Antarctica was not always a wasteland of ice and snow. Earth's southernmost continent once had rivers and forests teeming with life. Using satellite observations and ice-penetrating radar, scientists now glimpse the lost world of Antarctica. Researchers have detected beneath the continent's ice cap a vast ancient landscape, filled with valleys and ridges, apparently shaped by rivers before being swallowed up by glaciation long ago.

This landscape, located in the Wilkes Land region of East Antarctica, bordering the Indian Ocean, covers an area roughly equal to that of Belgium or the US state of Maryland. The researchers said the landscape appears to be at least 14 million years old and possibly older than 34 million years ago, when Antarctica entered its deep freeze.

It's hard to know what this lost world might have been like before the ice came, but it was certainly warmer then. Depending on the period we go back to, this place must have had climates ranging from that of present-day Patagonia to something closer to tropical. Ancient palm pollen has been discovered in Antarctica.

According to the researchers, the terrain beneath this ice is less known than the surface of Mars. They said one way to unlock its mysteries would be to drill through the ice and obtain a sample of the sediments underneath. This could lead to evidence revealing ancient flora and fauna, as was done with samples obtained in Greenland dating back 2 million years.

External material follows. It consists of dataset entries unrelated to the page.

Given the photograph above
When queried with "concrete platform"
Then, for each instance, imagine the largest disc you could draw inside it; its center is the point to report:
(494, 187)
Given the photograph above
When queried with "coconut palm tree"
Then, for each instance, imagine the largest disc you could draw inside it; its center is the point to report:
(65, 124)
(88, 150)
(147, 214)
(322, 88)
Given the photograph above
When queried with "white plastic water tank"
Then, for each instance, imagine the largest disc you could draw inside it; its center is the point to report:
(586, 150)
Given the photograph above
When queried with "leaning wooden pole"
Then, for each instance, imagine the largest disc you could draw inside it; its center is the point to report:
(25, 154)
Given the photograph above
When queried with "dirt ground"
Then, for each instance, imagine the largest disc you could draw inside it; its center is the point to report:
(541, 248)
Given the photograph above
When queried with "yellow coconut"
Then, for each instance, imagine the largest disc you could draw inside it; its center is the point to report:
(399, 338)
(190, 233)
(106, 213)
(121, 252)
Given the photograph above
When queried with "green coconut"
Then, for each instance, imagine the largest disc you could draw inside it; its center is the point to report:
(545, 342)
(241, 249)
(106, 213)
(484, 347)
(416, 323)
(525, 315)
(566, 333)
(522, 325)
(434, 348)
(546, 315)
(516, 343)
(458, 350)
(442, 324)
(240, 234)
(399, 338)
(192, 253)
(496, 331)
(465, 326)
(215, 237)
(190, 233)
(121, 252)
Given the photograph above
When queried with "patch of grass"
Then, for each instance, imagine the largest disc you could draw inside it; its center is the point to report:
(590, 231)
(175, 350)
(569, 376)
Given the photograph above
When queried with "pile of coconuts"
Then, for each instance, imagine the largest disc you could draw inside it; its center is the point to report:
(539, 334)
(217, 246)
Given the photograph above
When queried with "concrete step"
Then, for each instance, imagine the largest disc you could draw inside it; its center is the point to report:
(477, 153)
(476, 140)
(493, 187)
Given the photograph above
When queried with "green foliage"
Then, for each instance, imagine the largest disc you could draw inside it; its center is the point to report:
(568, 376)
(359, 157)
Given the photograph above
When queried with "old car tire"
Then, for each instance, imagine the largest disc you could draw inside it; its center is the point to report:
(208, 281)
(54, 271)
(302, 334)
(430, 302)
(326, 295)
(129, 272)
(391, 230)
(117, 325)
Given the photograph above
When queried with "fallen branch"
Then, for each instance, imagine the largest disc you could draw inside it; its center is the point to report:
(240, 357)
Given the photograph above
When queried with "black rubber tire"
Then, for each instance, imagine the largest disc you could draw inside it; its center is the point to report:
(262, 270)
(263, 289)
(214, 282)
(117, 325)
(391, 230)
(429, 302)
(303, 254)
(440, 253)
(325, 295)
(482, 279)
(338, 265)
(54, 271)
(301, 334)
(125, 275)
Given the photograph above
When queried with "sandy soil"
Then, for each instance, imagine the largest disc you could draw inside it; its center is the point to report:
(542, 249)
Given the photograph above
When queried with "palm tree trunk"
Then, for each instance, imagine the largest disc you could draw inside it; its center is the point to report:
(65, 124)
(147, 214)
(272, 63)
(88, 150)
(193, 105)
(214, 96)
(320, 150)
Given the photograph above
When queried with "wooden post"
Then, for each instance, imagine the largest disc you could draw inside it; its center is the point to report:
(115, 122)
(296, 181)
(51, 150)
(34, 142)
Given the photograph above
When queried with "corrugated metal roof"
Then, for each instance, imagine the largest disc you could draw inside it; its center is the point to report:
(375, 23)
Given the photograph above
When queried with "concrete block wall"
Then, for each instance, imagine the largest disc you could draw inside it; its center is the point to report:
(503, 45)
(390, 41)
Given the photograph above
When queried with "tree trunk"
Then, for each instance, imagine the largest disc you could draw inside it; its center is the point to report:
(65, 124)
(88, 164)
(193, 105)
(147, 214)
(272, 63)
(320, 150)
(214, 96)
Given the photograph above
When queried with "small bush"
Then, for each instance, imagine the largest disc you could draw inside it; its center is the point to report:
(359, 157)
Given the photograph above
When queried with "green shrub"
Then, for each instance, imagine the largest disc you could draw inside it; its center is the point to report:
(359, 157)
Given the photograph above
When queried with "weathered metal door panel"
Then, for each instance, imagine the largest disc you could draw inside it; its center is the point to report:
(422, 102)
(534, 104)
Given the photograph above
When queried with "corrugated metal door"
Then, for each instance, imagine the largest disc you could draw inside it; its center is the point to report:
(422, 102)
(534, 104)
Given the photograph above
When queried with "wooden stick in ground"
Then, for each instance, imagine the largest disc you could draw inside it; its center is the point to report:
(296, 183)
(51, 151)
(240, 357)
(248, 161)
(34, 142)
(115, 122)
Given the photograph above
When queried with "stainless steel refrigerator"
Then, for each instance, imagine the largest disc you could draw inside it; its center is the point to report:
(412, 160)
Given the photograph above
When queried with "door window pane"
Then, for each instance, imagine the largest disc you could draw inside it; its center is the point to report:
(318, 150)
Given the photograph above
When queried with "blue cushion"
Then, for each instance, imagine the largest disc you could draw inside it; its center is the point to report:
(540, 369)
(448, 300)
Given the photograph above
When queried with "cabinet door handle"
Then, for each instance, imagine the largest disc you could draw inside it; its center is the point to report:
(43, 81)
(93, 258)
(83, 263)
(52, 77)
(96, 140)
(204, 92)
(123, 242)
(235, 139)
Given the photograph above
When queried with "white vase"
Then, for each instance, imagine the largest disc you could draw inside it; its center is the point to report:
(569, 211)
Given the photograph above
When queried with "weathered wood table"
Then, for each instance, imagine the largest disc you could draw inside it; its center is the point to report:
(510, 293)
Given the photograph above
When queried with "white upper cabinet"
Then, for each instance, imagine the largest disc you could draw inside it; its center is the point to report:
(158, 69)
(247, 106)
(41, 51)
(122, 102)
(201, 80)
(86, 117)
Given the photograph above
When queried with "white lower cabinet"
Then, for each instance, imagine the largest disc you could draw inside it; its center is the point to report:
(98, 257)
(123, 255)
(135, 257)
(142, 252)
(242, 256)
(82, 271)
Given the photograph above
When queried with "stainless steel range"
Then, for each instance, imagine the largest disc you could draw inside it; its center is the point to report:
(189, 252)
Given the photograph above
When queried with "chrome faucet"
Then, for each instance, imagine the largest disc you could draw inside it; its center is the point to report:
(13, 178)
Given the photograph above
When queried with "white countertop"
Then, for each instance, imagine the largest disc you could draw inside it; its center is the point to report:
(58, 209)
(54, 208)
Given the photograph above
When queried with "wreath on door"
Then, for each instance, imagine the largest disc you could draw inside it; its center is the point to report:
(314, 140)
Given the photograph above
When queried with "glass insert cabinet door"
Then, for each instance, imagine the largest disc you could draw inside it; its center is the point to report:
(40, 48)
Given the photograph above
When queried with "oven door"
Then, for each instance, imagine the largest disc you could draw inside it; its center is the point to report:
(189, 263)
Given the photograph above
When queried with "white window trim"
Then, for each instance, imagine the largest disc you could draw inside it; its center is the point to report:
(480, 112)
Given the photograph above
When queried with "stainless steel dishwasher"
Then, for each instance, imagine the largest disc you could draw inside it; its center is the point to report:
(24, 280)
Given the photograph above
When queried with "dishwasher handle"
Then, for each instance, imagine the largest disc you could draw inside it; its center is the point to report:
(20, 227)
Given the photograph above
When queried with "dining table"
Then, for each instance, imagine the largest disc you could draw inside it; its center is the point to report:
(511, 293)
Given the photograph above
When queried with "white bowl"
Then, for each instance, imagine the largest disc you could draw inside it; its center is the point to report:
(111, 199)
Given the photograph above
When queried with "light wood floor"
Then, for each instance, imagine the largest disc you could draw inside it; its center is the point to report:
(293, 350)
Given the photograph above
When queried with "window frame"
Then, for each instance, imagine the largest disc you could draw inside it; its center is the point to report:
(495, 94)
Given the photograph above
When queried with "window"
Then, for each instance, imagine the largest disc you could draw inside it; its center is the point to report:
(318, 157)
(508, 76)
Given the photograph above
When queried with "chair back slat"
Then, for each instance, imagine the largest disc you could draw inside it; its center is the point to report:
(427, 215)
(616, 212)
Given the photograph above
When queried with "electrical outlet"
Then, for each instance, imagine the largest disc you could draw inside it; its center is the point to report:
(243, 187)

Some previous studies have also revealed ancient landscapes beneath Antarctica's ice, including mountains and highlands, although the landscape discovered in the new study is the first of its type. The landscape has been modified by different processes influenced by rivers, tectonics and glaciation over a very long geological period. Just before 34 million years ago, the landscape and flora of Antarctica likely resembled today's cool temperate rainforests of Tasmania, New Zealand, and the Patagonia region of South America.

Antarctica was once part of the Gondwana supercontinent which also encompassed what is now Africa, South America, Australia, the Indian subcontinent and the Arabian Peninsula, but eventually broke away and is become isolated in a geological process called plate tectonics.